Die Wähler über die Wirtschaftskompetenz
(ARD-DeutschlandTrend Februar 2026):
- CDU/CSU: 31 % (Rückgang von zuvor ~40 % Anfang 2025)
- AfD: 18 %
- SPD: 9 %
- Keine Partei: 26 % (Anstieg um 5 Punkte)
- FDP: 5 %
Die Union punktet besonders bei Wählern ab 65 Jahren, die aus dem Beruf teilweise lange raus sind, während bei den 18- bis 49-Jährigen die AfD knapp vor der Union liegt.
Wir haben es hier mit dem Reputationsmanagement des Images zu tun, Es dauert lange es aufzubauen, aber noch länger, um es zu zerstören.
Beitragsbild aus Zellerzeitung. Heute: CO2-Steuer auf Benzin wird nur noch einmal am Tag erhöht.

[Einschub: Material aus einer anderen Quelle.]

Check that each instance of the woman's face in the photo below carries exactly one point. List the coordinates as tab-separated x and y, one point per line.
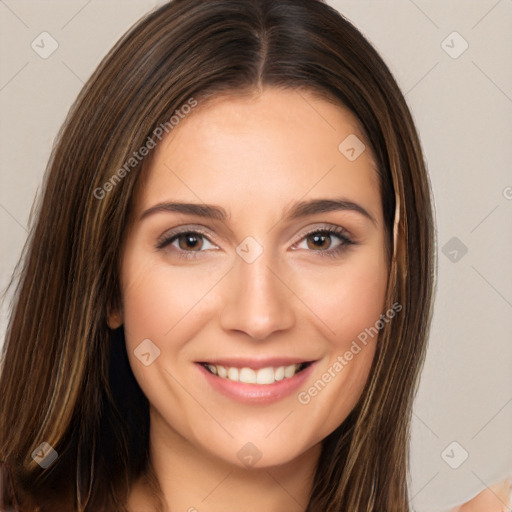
278	260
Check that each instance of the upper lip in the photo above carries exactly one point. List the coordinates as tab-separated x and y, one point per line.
243	362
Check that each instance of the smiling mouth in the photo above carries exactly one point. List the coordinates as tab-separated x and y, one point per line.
267	375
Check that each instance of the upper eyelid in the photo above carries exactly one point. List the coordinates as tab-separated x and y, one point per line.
175	232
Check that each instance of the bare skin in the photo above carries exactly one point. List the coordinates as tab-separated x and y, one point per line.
496	498
255	158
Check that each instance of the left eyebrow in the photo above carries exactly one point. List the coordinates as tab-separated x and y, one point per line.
297	210
311	207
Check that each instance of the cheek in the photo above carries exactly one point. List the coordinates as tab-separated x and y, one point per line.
156	296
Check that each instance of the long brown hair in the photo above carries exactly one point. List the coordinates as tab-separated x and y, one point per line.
65	376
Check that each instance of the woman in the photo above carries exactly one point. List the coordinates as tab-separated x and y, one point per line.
225	299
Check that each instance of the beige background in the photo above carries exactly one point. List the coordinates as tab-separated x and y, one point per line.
463	109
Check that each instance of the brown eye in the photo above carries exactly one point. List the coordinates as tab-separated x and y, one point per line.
190	241
319	240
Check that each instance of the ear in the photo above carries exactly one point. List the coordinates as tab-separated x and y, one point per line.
114	316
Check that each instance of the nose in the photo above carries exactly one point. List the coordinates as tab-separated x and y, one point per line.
257	299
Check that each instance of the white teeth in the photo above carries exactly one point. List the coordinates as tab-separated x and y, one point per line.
247	375
267	375
212	368
289	371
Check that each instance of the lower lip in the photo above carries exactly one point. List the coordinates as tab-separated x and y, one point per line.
256	393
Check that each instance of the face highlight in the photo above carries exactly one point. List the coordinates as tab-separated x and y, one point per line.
255	259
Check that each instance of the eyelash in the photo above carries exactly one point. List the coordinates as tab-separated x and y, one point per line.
339	232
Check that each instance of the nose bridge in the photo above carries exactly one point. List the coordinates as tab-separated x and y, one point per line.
256	300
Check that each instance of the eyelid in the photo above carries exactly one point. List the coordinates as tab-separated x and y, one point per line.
333	230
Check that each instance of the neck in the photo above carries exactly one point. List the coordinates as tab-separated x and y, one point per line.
195	480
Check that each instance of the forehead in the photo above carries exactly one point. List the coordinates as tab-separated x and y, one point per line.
271	148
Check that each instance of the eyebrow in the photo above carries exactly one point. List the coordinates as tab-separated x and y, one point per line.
297	210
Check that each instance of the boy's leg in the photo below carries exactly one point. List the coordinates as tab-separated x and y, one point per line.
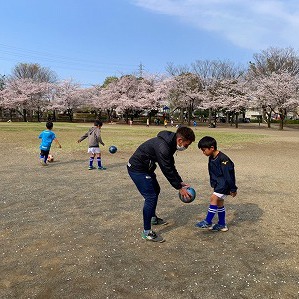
43	157
207	223
99	160
221	212
221	225
91	158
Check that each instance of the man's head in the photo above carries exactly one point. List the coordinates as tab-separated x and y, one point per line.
184	137
208	145
49	125
98	123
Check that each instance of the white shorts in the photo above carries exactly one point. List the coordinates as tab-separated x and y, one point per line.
221	196
93	150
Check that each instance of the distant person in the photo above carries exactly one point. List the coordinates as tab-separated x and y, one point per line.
222	180
94	141
47	137
141	168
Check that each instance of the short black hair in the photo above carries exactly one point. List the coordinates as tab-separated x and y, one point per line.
207	142
49	125
98	123
186	133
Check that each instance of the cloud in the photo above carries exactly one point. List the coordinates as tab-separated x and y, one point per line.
247	24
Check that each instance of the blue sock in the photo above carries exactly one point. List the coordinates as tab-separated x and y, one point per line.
99	161
211	213
91	161
221	215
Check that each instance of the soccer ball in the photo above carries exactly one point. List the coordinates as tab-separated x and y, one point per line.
192	192
112	149
50	158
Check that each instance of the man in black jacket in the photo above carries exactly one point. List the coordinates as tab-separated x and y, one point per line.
141	167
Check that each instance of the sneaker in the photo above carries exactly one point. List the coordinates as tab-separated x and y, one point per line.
152	236
219	228
204	224
158	221
102	168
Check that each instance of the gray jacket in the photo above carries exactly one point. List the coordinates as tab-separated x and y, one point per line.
94	137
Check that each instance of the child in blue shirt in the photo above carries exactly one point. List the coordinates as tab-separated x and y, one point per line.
47	138
222	180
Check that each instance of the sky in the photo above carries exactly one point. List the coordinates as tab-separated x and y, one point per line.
89	40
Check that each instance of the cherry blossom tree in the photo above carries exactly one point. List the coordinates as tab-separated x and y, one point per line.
186	93
129	95
68	97
25	95
277	93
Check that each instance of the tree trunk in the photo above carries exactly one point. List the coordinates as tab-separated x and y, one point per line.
24	115
237	120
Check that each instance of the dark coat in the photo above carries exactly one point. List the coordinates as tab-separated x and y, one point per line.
159	150
222	174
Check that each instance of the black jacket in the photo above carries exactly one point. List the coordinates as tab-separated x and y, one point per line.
222	174
159	150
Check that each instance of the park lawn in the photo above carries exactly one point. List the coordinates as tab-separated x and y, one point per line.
125	137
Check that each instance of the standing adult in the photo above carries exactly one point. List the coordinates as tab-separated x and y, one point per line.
141	168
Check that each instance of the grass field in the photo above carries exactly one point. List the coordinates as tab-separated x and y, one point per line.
67	232
124	137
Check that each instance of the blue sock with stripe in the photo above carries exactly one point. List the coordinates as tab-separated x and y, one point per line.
211	213
99	160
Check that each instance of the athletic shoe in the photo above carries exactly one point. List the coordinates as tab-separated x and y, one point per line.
219	228
152	236
158	221
204	224
102	168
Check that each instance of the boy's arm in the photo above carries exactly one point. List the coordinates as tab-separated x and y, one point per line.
101	141
229	175
83	137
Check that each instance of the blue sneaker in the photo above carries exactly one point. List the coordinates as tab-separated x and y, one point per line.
158	221
204	225
219	228
152	236
102	168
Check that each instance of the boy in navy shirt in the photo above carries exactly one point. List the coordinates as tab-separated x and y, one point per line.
222	180
47	138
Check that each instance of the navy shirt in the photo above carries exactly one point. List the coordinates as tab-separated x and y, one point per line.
222	174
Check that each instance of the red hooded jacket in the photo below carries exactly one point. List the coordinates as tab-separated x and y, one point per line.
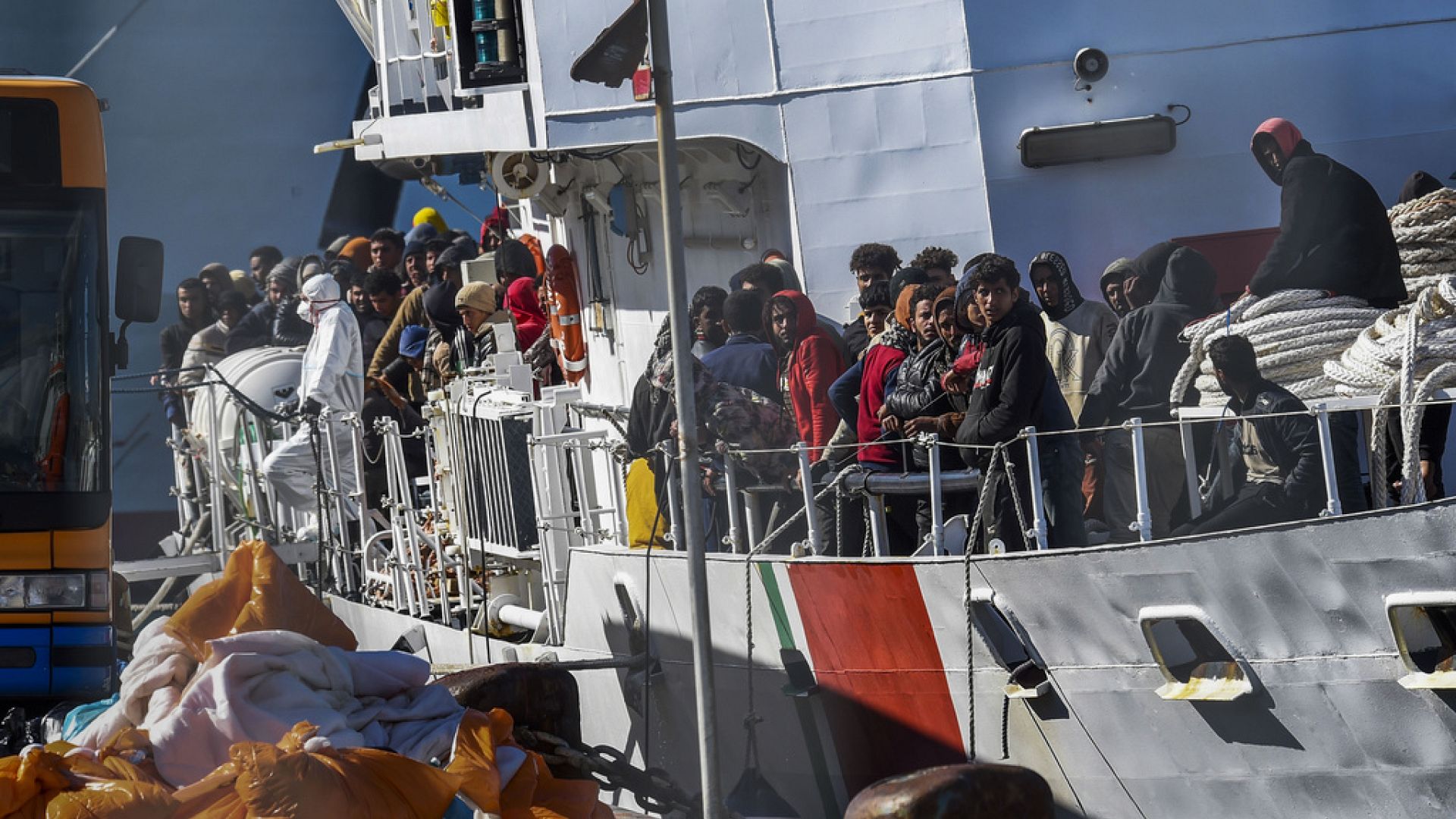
810	369
526	309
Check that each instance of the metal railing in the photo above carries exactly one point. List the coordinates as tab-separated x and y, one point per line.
517	482
422	66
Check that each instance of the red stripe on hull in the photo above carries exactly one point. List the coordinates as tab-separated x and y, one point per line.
875	659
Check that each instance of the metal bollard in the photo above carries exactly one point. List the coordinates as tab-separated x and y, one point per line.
1190	468
878	528
810	507
674	499
1038	504
1144	525
1327	458
736	531
932	444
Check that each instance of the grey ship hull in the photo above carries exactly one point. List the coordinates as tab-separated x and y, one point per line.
1326	729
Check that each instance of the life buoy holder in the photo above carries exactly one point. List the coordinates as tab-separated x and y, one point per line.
568	338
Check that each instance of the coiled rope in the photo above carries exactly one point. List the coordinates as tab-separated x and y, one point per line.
1292	331
1321	346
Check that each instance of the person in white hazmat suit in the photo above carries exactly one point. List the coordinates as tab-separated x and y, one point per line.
332	379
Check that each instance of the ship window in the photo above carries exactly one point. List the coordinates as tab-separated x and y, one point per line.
1427	635
1184	646
1193	657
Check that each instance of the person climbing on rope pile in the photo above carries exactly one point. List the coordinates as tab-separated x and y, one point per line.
1280	475
1332	231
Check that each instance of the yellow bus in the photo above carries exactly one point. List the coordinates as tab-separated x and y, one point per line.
57	354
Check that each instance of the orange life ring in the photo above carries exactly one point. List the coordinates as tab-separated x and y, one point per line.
568	338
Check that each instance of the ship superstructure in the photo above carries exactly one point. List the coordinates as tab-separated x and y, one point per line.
1291	670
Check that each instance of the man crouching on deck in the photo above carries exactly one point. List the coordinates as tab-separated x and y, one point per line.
1283	477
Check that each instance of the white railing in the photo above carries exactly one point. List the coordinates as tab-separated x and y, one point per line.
516	483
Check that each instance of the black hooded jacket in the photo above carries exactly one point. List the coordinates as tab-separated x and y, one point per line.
1071	297
1147	354
1332	234
1291	441
270	325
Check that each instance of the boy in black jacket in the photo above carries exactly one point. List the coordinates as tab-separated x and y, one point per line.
1009	394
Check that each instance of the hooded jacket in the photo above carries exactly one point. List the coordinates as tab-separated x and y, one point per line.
1291	441
1011	385
526	311
807	372
887	353
1147	354
270	325
1334	232
1078	334
1117	271
918	387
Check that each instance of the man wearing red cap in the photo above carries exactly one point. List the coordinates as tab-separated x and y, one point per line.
1332	234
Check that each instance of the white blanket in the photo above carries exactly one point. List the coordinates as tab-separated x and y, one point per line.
150	684
258	686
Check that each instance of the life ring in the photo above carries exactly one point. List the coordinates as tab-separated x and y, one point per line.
566	335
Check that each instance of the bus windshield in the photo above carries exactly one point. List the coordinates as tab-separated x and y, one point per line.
50	352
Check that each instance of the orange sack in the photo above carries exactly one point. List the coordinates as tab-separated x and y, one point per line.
256	592
303	779
533	792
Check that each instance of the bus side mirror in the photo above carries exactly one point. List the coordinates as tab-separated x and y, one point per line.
139	289
139	279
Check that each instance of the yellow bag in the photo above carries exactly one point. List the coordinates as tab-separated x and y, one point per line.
256	592
644	526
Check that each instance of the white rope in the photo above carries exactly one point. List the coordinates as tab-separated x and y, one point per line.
1321	346
1292	331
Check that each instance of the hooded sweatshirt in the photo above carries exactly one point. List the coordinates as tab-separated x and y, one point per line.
886	354
807	372
1334	232
1117	271
1078	334
526	309
1011	384
1147	354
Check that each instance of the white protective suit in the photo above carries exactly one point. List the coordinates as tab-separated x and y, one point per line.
334	376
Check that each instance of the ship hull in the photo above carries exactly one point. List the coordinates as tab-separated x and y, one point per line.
1326	729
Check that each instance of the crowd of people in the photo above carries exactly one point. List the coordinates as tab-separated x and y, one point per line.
382	321
968	356
973	356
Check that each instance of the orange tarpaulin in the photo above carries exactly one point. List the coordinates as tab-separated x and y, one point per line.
533	792
256	592
313	779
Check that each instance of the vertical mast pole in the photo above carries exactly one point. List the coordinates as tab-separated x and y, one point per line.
686	411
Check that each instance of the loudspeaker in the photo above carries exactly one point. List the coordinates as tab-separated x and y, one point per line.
1090	64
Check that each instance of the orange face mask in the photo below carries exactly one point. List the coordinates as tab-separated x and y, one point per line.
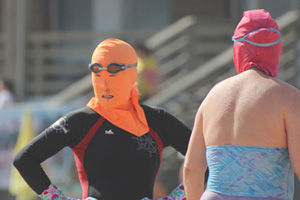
116	94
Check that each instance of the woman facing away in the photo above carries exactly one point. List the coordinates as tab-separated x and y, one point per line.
248	125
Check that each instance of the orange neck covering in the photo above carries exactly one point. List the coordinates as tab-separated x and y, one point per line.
116	95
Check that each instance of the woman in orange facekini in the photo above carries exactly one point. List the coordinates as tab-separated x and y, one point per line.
117	142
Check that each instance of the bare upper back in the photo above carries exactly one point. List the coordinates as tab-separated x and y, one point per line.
247	109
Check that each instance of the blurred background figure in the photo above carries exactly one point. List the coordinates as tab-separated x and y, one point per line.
6	93
148	75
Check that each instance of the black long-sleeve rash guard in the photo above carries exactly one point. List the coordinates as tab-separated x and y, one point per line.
111	163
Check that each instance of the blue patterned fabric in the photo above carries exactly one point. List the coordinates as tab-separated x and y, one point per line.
250	171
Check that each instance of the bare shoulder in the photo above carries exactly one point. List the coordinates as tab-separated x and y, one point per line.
287	89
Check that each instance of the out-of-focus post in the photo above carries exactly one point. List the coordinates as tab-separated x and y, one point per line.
20	48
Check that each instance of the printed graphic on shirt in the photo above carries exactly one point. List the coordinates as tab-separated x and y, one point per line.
147	143
60	125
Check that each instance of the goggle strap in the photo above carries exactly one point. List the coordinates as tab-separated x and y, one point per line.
242	39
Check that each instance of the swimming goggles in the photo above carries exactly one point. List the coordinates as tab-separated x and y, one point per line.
243	39
112	68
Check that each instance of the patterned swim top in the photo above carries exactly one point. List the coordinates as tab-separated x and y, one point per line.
250	171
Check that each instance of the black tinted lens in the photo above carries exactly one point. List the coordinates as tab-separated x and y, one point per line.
114	68
95	68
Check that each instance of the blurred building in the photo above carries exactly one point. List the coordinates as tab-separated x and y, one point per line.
46	44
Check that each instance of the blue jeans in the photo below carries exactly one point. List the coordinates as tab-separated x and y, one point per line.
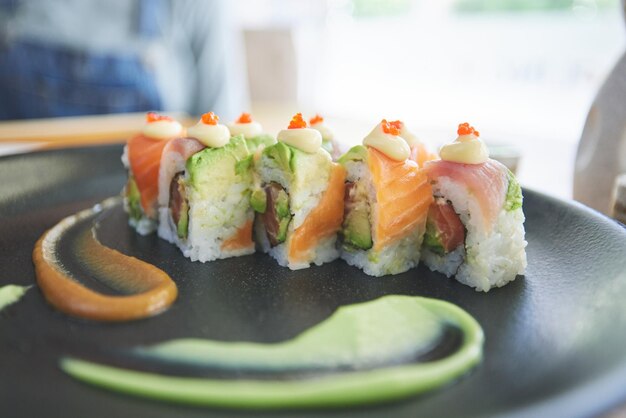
39	80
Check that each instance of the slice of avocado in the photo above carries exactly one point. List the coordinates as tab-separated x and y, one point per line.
211	169
514	197
356	153
328	145
357	228
133	198
283	226
282	205
182	229
281	153
256	142
258	200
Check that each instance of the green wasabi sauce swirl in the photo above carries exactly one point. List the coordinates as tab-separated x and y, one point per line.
366	337
11	293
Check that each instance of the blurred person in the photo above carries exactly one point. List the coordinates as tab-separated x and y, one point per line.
77	57
601	156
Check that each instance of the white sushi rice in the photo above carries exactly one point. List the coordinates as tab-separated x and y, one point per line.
305	188
493	255
395	258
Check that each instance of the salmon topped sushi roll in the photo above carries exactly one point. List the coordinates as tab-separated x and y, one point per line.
299	199
419	151
475	228
142	158
252	131
204	195
387	197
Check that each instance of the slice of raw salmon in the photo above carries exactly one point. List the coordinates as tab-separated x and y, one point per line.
403	196
144	157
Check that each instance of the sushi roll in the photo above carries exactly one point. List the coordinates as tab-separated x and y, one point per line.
300	198
387	198
142	158
328	137
252	131
419	152
204	193
475	227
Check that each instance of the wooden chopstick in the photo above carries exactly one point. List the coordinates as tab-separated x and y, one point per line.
78	130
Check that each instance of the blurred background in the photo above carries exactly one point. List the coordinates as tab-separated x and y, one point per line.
524	72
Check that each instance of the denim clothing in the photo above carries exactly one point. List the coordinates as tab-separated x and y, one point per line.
38	80
72	57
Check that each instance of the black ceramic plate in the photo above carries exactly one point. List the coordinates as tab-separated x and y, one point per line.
555	339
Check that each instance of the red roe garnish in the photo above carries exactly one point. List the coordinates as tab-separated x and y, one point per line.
467	129
210	118
390	128
316	119
155	117
244	118
398	124
297	122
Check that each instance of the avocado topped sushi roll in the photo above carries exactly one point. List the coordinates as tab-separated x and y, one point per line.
252	132
205	185
475	227
328	136
142	158
386	198
299	199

Ich behaupte mal, dass die Wahlergebnisse anders aussehen würden, hätte die Mehrheit der Wähler tatsächlich wirtschaftliche Kompetenz. Das Fach „(Wie) Wirtschaft (funktioniert)“ müsste in der Schule gelehrt werden, allerdings nicht von linken Lehrern. Es hat schon seinen Grund, weshalb man das nicht macht (und die Schülerhirne lieber mit anderem „Zeugs“ zumüllt). Es kommt hinzu, dass einige mittlerweile vom Staat „verhätschelt“ werden und ihnen offenbar vollkommen egal ist, wo das Geld dafür herkommt.
Es liegt nicht nur an Reputation, sondern auch an sozialer Einbettung. Die Wählerbasis von Parteien besteht aus Milieus.
Ich verstehe allerdings nicht, warum die Rentner die Entwicklung nicht kritischer sehen. Aus ihrer Lebenserfahrung müßten sie wissen, daß die gegenwärtigen Zustände nicht normal sind, sie wurden sozialisiert und beschult, bevor der Linksliberalismus dominant wurde und sie müßten um das Wohl ihrer Nachkommen besorgt sein.
Ich habe bei einigen Rentnern beobachtet, daß sie sehr an der Nadel des ÖRR hängen, daß sie wirkliche Erlebnisse schlicht vergessen und immer mehr in eine mediale Parallelwelt reingezogen werden.
Das hätte ich gern aufgeschlüsselt nach Ost und West. Der Westen hat gegenüber dem Osten ja ein Übergewicht von 3:1, vielleicht inzwischen sogar 4:1.
Schwer zu glauben, daß Kohl/Treuhandgeschädigte bei der CDU jemals eine W-Kompetenz gesehen haben.